Zu Beginn des Mittelfristzeitraumes - am Montag - befindet sich Deutschland
zwischen einem umfangreichen Langwellentrog über Nord- und Osteuropa und einem
markanten Höhenrücken, der sich von der Iberischen Halbinsel nordwärts über den
nahen Ostatlantik bis ins Seegebiet südlich von Island erstreckt, unterhalb
einer recht kräftigem nordwestlichen Höhenströmung. Niedertroposphärisch gelangt
dabei an der Südwestflanke eines mit dem Trog korrespondierenden
zentralsteuernden Tiefdruckgebietes mit Drehzentrum über der mittleren Ostsee
bzw. dem Baltikum von Nordwesten her maritime Polarluft ins Vorhersagegebiet
(T850 hPa um -5 Grad). Diese ist labil geschichtet (T500 hPa -30 bis -35 Grad),
so dass es recht verbreitet Schauer, teils bis in tiefe Lagen mit Schnee und
Graupel, vereinzelt auch kurze Gewitter gibt. An den Nordhängen der
Mittelgebirge und später auch der Alpen kann es längere Zeit schneien. Vor allem
im Norden und Osten weht in Böen teils stürmischer Nordwestwind mit Sturmböen an
den Küsten und schweren Sturmböen auf den Bergen.

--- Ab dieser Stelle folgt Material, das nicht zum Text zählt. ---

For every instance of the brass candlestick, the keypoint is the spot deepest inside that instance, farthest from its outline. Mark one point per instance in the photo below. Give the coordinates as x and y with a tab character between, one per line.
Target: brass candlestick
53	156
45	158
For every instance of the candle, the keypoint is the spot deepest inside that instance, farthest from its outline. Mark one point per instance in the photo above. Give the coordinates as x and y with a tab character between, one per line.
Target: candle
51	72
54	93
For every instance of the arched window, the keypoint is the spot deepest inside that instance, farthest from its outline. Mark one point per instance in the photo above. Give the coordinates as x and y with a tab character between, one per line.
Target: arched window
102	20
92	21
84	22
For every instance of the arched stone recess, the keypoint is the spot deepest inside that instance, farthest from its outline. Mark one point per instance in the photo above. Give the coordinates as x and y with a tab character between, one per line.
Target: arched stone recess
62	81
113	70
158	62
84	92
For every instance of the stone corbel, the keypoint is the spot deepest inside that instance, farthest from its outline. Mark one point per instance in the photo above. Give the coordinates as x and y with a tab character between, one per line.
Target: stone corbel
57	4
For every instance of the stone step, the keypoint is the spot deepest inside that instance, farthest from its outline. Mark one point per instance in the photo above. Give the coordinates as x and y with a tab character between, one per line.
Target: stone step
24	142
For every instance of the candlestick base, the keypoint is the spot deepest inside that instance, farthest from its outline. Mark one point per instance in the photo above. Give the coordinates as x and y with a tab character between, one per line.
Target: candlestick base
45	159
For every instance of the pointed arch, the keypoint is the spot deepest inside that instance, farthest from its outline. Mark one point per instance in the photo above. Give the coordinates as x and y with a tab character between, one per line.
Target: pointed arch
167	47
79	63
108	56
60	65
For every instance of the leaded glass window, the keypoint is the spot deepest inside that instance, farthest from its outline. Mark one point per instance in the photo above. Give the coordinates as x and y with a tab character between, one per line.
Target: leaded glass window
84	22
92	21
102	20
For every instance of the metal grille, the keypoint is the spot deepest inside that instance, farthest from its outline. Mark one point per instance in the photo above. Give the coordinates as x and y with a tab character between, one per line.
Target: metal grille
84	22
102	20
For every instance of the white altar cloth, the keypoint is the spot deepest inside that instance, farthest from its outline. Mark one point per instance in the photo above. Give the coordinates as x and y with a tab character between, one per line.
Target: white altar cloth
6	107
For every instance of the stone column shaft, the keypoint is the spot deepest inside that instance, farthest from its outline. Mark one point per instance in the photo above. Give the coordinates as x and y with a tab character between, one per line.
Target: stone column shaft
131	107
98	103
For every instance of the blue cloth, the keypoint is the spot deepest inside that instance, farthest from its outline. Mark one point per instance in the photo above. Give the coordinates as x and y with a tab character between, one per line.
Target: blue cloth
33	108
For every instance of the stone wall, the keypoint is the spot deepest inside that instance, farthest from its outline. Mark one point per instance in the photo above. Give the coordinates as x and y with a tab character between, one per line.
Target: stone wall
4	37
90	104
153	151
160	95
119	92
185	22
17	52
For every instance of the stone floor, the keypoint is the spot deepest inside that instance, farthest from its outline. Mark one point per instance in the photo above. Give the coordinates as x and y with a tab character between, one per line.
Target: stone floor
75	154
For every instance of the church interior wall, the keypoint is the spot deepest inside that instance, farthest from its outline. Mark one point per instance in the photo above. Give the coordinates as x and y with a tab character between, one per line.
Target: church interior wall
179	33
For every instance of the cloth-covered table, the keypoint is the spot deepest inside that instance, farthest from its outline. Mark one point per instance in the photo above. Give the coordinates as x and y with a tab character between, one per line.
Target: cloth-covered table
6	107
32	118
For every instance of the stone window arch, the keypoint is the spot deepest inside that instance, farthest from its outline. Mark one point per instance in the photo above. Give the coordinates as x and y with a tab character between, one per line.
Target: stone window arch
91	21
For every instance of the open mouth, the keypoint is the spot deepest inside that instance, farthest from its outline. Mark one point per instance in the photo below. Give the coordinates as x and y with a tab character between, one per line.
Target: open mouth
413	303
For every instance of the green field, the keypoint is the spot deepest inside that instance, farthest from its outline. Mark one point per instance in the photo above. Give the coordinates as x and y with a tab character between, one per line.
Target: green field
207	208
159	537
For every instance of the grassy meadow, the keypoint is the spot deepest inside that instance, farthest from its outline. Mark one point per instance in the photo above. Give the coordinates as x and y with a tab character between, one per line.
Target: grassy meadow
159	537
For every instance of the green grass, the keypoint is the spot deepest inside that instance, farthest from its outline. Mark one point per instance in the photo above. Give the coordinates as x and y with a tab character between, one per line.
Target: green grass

Bis Dienstagmittag kommt der Trog unter Amplifizierung Richtung Balkan etwas
nach Osten voran, ebenso der Höhenrücken, der sich weiter nordwärts, bis zum
Europäischen Nordmeer, ausweitet. Die Höhenströmung dreht damit mehr auf Nord
und im Bodenfeld gelangt an der Westflanke des sich allmählich abschwächenden
Bodentiefs über dem Baltikum vorübergehend ein Schwall Meeresluft arktischen
Ursprungs ins Vorhersagegebiet, so dass zumindest nach Lesart des IFS die
Temperatur in 850 hPa noch etwas zurückgeht. Niederschläge treten noch entlang
der Nordränder der Mittelgebirge und vor allem am Alpenrand auf, in erster Linie
in den dortigen Staulagen reicht das in Summe für durchaus markante
Neuschneemengen (etwa 20 bis 40 cm, in exponierten Lagen eventuell mehr). Sonst
gibt es bei zunehmendem Hochdruckeinfluss kaum mehr (Schnee- bzw. Schneeregen-
und Graupel)schauer und auch der Wind lässt nach. In höheren Mittelgebirgslagen
und Alpentälern gibt es leichten Dauerfrost, in den Niederungen dürfte es
immerhin für Nachtfrost reichen.
Ab Mittwoch weicht die Version des IFS etwas von den anderen Globalmodellen ab,
dazu später mehr. Der Trog über Osteuropa weitet sich wieder etwas nach Westen -
bis in den Osten des Vorhersagegebietes - aus, während sich der Höhenrücken mit
seinem Nordteil nach Norwegen verlagert. Korrespondierend dazu verstärkt sich im
Bodenfeld ein Hochdruckgebiet über Skandinavien, wobei sich ein Keil bis nach
Mitteleuropa erstreckt. An dessen Ostflanke kann von Nordosten her ein Schwall
kontinentaler Polarluft (-6 bis -9 Grad) vor allem in die Osthälfte Deutschlands
vordringen. Dort können sich einzelne Schneeschauer entwickeln und die
Temperaturen steigen auch tagsüber kaum über 0 Grad, ansonsten dominiert ruhiges
Hochdruckwetter mit teils mäßigen Nachtfrösten.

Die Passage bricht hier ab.